Pix coloca Brasil no centro de disputa com EUA e pressiona operadoras americanas de cartões

O sistema de pagamentos instantâneos Pix se tornou o pivô de uma disputa geopolítica entre Brasil e Estados Unidos após críticas do presidente americano Donald Trump, que aponta a ferramenta como uma ameaça ao modelo financeiro de empresas americanas.
Criado pelo Banco Central e lançado em 2020, o Pix permite transferências em tempo real com uso de chaves como telefone, e-mail ou QR Code.
O sistema já ultrapassou 170 milhões de usuários e se tornou o meio de pagamento mais utilizado no país.

As transações são gratuitas para pessoas físicas e têm baixo custo para empresas. O modelo reduz receitas de operadoras de cartão, que cobram taxas por operação, e impacta diretamente companhias como Visa e Mastercard de bandeira americana.
Pressão comercial dos Estados Unidos
O embate ganhou força no início de abril, quando o Escritório do Representante de Comércio dos Estados Unidos (USTR) incluiu o Pix em relatório sobre barreiras comerciais. O documento aponta que o modelo regulado pelo Banco Central cria desvantagem para empresas americanas.

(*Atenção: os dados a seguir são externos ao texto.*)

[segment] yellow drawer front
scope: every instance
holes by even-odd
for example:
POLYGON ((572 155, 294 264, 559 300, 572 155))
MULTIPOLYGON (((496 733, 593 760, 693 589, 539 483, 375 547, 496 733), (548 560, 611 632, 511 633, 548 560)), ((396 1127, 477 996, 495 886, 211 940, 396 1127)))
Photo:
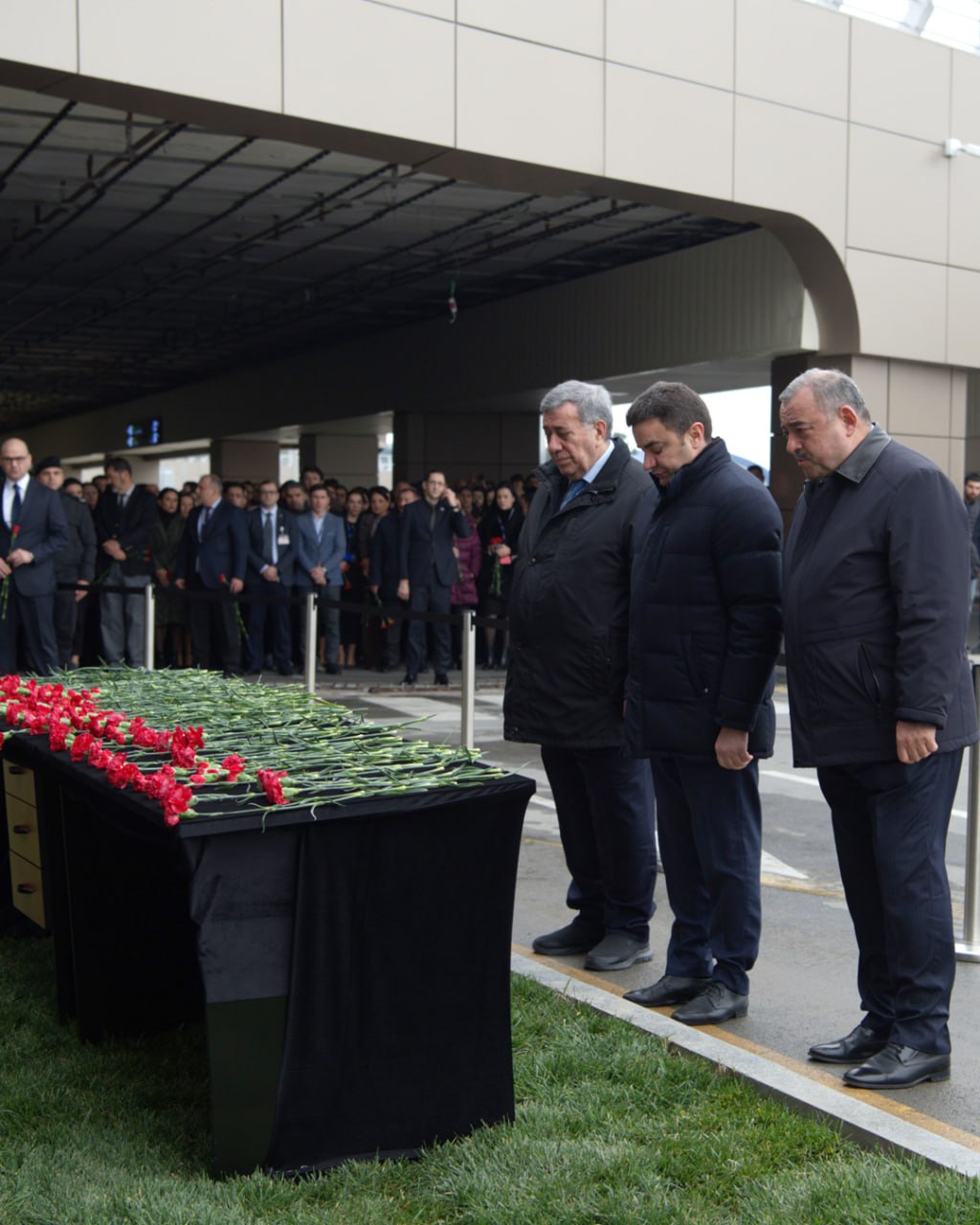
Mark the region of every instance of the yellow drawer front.
POLYGON ((13 851, 10 853, 10 887, 11 900, 21 914, 27 915, 38 927, 47 927, 40 869, 13 851))
POLYGON ((10 849, 32 864, 40 865, 38 810, 12 795, 7 796, 7 840, 10 849))
POLYGON ((4 762, 4 790, 24 804, 37 804, 34 797, 34 772, 26 766, 4 762))

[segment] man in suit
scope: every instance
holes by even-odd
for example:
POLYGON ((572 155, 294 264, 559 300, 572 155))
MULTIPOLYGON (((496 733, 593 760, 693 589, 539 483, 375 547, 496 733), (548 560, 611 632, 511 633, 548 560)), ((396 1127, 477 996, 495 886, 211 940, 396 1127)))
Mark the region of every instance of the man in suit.
POLYGON ((394 510, 385 514, 375 529, 371 540, 371 564, 369 581, 371 592, 381 597, 390 624, 385 627, 385 646, 381 654, 381 671, 391 673, 398 666, 402 654, 402 628, 404 619, 392 617, 404 610, 404 603, 398 599, 398 581, 401 576, 401 533, 404 510, 419 500, 412 485, 403 485, 394 495, 394 510))
MULTIPOLYGON (((54 489, 61 499, 61 512, 67 526, 69 543, 54 559, 56 583, 71 583, 54 594, 54 636, 58 643, 58 664, 67 668, 71 663, 71 646, 75 639, 78 604, 88 594, 87 588, 96 577, 96 529, 92 513, 85 502, 65 489, 65 474, 58 456, 47 456, 34 473, 42 485, 54 489)), ((78 485, 78 481, 75 481, 78 485)), ((81 489, 81 485, 78 485, 81 489)))
POLYGON ((125 655, 131 668, 146 664, 146 588, 152 582, 149 538, 157 524, 157 499, 132 481, 127 459, 105 464, 109 485, 96 507, 100 550, 102 650, 110 668, 125 655), (123 592, 107 590, 125 587, 123 592), (130 595, 129 592, 132 592, 130 595))
POLYGON ((779 396, 806 485, 784 561, 796 766, 816 766, 854 932, 864 1016, 810 1057, 845 1084, 949 1076, 956 968, 946 834, 978 737, 964 650, 969 530, 930 459, 875 425, 839 370, 779 396))
POLYGON ((227 502, 222 488, 214 473, 197 483, 201 505, 187 516, 175 581, 191 597, 187 619, 196 666, 221 668, 225 676, 239 676, 241 643, 233 597, 245 586, 249 529, 245 511, 227 502))
POLYGON ((31 452, 23 439, 0 446, 4 469, 0 505, 0 673, 17 670, 17 631, 23 632, 28 666, 58 666, 54 637, 54 559, 69 543, 61 500, 31 480, 31 452))
MULTIPOLYGON (((249 564, 245 588, 251 595, 293 594, 296 559, 296 519, 278 506, 279 486, 263 480, 258 486, 258 510, 245 516, 249 528, 249 564)), ((289 633, 289 605, 256 600, 249 609, 249 646, 245 670, 261 673, 265 660, 266 626, 272 632, 272 658, 281 676, 293 675, 289 633)))
MULTIPOLYGON (((343 575, 341 562, 347 550, 343 519, 330 513, 330 494, 325 485, 312 485, 307 490, 310 510, 296 521, 295 590, 306 595, 315 588, 321 603, 317 604, 317 637, 325 637, 325 669, 337 676, 341 650, 341 599, 343 575), (333 600, 328 606, 322 600, 333 600)), ((304 611, 305 616, 305 611, 304 611)))
MULTIPOLYGON (((408 600, 413 612, 448 614, 458 573, 452 538, 468 537, 470 527, 441 472, 429 473, 423 481, 423 495, 421 501, 405 507, 402 518, 398 599, 408 600)), ((436 685, 448 685, 448 624, 432 625, 432 654, 436 685)), ((412 621, 403 685, 415 684, 424 658, 425 622, 412 621)))

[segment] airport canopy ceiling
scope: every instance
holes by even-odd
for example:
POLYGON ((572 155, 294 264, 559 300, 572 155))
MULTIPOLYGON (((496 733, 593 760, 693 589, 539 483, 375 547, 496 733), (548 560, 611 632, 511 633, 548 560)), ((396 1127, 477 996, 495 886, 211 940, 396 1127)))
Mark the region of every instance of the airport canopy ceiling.
POLYGON ((751 228, 0 87, 0 429, 751 228))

A Visa e a Mastercard, duas companhias americanas fundadas em 1966, são consideradas um duopólio do mercado de processamento de pagamentos. Sem emitir cartões, elas empregam um modelo de negócios que se baseia na oferta de sistemas digitais de comunicação entre instituições bancárias, cobrando de taxas em cada transação, divididas entre o banco adquirente (do vendedor, por exemplo), o banco emissor (do consumidor) e a própria rede de pagamentos.
A Visa registrou lucros brutos de US$ 40 bilhões (cerca da R$ 201 bilhões) em 2025, e a Mastercard US$ 32,8 bilhões (cerca de R$ 165 bilhões). Considerando que sua rentabilidade é altamente dependente de adesão e escalonamento, oferecendo modelos viáveis pelo volume de sua rede de usuários, ferramentas como o Pix oferecem uma alternativa viável a esse duopólio e, portanto, uma ameaça a seu domínio do mercado.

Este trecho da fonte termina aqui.